Ghana: British multinational candy company faces accusations of child labor as documentary shows children using machetes to harvest cocoa pods; incl company comments
‘Cadbury company accused of using child labor on cocoa farms in Ghana’ 10 April 2022
Cadbury, a British multinational candy company, faces fresh accusations of illegal child labor exploitation after a new TV documentary showed children as young as 10 using machetes to harvest cocoa pods. According to an episode titled, “Cadbury Exposed: Dispatches,” released by Channel 4 on Monday, April 4, the cocoa farmers are paid less than $3 per day, which makes hiring adult workers unaffordable. As a result, the children work in grueling conditions to help turn the bitter, African plant into sweet European desserts. “It’s horrifying to see these children using these long machetes, which are sometimes half their height,” Ayn Riggs said in a statement published by the Guardian, an internationally respected British news outlet.
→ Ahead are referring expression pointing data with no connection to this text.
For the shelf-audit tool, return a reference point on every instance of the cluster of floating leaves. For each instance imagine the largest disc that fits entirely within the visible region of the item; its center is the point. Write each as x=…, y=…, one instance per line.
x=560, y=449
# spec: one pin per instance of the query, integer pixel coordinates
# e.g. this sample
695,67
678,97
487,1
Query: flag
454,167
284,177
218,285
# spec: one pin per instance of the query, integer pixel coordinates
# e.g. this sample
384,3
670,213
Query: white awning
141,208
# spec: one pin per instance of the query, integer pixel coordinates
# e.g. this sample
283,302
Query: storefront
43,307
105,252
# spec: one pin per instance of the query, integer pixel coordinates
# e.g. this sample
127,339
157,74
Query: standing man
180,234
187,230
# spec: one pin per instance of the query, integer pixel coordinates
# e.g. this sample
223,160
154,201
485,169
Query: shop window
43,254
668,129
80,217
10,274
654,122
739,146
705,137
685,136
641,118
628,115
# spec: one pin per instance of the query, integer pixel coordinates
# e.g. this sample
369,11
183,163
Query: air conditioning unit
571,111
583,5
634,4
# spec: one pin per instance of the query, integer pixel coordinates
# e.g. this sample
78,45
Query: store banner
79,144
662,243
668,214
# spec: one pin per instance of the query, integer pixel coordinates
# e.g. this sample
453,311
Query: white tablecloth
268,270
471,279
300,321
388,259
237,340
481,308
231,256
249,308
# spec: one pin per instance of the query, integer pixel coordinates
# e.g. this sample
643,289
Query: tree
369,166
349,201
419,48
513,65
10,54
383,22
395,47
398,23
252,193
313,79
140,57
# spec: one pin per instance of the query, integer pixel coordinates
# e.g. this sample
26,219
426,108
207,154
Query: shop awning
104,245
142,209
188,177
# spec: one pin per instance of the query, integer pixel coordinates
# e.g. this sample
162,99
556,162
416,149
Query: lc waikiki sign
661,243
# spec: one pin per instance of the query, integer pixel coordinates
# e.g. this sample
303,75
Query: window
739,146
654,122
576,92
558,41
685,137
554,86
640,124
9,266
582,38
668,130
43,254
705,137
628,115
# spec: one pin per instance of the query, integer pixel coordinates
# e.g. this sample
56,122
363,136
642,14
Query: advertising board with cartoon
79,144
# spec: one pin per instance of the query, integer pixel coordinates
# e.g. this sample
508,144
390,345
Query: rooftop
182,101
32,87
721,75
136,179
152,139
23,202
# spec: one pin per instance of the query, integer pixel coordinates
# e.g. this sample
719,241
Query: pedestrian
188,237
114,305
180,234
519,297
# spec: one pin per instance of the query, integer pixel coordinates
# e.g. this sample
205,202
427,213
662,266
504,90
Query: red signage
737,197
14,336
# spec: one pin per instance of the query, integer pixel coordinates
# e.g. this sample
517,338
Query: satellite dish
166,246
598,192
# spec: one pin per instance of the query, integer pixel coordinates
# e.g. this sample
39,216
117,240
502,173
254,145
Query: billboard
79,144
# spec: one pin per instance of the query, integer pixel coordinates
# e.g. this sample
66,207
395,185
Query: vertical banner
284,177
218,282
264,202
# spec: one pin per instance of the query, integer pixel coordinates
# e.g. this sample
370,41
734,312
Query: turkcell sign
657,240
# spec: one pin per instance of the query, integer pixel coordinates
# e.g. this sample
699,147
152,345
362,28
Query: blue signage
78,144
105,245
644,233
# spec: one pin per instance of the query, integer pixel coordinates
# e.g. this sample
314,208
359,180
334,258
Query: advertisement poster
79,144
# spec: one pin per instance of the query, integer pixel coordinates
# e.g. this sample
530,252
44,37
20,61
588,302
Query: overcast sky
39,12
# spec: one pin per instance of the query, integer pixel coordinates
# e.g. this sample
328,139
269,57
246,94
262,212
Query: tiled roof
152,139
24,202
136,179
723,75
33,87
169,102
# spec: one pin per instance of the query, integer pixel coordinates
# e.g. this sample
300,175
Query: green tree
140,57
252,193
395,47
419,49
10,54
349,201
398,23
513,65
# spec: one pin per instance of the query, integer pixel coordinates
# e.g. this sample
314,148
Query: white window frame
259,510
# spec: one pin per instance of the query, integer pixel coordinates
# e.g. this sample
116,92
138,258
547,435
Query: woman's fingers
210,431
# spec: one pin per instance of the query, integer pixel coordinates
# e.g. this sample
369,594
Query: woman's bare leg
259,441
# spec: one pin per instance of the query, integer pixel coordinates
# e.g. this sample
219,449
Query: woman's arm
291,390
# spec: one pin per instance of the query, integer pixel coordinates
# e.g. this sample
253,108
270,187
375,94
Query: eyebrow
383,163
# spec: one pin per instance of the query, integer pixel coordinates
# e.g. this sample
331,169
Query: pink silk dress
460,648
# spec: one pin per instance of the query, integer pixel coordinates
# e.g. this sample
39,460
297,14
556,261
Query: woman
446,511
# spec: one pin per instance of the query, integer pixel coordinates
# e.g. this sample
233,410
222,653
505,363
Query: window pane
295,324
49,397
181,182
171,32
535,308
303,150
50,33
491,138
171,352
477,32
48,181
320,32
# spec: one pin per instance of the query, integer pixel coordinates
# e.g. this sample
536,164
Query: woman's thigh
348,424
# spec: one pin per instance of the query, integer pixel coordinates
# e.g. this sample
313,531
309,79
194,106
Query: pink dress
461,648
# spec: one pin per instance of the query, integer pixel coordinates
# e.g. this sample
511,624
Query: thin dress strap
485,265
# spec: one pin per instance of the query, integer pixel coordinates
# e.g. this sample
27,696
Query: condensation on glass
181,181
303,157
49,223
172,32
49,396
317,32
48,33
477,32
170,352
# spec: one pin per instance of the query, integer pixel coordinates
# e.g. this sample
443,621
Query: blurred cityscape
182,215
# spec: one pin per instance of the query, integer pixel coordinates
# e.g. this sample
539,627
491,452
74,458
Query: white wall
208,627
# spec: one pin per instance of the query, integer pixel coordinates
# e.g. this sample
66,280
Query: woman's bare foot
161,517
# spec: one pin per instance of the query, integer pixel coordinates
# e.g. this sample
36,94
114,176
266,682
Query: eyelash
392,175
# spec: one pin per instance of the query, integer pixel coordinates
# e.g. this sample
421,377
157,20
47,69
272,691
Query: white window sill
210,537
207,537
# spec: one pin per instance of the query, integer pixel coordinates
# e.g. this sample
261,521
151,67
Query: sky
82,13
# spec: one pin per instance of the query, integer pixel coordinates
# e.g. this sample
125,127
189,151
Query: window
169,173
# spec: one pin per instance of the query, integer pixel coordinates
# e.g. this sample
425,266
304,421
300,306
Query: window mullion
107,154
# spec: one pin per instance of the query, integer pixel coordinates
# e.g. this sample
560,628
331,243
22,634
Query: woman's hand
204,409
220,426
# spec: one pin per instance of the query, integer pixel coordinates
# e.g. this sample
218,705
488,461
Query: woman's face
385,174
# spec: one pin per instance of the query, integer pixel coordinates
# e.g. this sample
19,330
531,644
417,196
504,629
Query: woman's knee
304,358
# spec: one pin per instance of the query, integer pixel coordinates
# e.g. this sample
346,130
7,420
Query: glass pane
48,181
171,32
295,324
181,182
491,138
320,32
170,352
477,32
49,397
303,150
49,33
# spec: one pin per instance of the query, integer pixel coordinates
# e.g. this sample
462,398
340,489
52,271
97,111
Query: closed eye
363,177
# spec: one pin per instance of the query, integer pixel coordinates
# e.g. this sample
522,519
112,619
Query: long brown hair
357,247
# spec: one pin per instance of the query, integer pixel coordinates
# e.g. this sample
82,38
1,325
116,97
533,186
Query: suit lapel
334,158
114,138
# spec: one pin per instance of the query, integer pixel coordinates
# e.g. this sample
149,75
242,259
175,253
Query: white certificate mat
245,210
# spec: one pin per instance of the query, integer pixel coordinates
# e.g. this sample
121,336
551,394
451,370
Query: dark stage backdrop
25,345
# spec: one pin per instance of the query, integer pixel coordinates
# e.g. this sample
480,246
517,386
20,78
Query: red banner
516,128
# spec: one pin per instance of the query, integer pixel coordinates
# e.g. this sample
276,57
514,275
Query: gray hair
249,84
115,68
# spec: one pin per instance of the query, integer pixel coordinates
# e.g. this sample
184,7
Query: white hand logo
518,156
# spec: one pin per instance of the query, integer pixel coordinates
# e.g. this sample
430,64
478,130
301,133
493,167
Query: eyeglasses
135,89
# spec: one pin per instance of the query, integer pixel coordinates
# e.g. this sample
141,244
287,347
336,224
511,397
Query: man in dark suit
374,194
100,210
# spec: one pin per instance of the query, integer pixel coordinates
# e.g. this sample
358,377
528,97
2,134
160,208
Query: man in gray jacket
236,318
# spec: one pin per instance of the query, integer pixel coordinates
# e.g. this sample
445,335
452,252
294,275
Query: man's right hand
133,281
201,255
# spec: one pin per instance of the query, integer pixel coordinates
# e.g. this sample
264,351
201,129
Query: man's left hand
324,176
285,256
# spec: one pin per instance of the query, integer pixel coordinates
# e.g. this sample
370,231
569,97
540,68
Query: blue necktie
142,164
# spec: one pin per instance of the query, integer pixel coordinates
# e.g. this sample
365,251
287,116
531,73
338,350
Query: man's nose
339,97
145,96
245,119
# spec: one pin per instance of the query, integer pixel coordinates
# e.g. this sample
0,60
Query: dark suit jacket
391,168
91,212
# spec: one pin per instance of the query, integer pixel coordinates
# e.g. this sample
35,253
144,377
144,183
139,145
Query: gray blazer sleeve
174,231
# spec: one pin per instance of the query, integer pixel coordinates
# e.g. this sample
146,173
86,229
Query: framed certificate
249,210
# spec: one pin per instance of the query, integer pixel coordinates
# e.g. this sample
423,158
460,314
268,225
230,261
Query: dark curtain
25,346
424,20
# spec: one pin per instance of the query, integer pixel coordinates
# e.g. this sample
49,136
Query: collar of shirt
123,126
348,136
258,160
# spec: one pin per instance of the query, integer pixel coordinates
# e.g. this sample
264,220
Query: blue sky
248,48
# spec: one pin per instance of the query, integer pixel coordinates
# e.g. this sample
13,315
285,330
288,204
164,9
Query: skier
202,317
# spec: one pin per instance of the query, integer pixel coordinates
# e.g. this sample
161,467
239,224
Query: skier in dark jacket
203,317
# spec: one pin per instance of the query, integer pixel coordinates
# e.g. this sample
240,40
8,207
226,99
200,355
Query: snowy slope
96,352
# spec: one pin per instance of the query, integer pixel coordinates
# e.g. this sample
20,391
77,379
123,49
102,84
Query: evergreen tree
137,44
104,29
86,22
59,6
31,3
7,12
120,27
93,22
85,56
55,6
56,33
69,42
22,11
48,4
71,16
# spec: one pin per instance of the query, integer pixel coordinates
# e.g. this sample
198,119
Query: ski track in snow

… Yet over the last two decades, child labor in cocoa farms has only increased. Ghana and Ivory Coast are the two largest exporters of cocoa in the world. More than 1.5 million children were involved in the cocoa industry, according to a 2020 study by NORC, a social research group at the University of Chicago. Roughly 43 percent of those children were involved in hazardous work. The new TV documentary from Channel 4 showed children using sharp knives to open the cocoa pods. They were also filmed swinging long sticks with blades tied to them, though none of the children were wearing protective clothing… The daughter of one farmer said she had sliced her foot open while using a long machete in another case of child labor. She also claimed to be supplying Mondelez International, parent company of Cadbury.
… For its part, a spokesperson for Mondelez International downplayed the accusations while expressing concern for them. “We’re deeply concerned by the incidents documented in the Dispatches programme. We explicitly prohibit child labour in our operations and have been working relentlessly to take a stand against this, making significant efforts through our Cocoa Life programme to improve the protection of children in the communities where we source cocoa, including in Ghana.” On its website, Mondelez International claims “No amount of child labour in the cocoa supply chain should be acceptable.” The conglomerate brought in more than 3.3 billion pounds globally last year, which translates to more than $4.2 billion.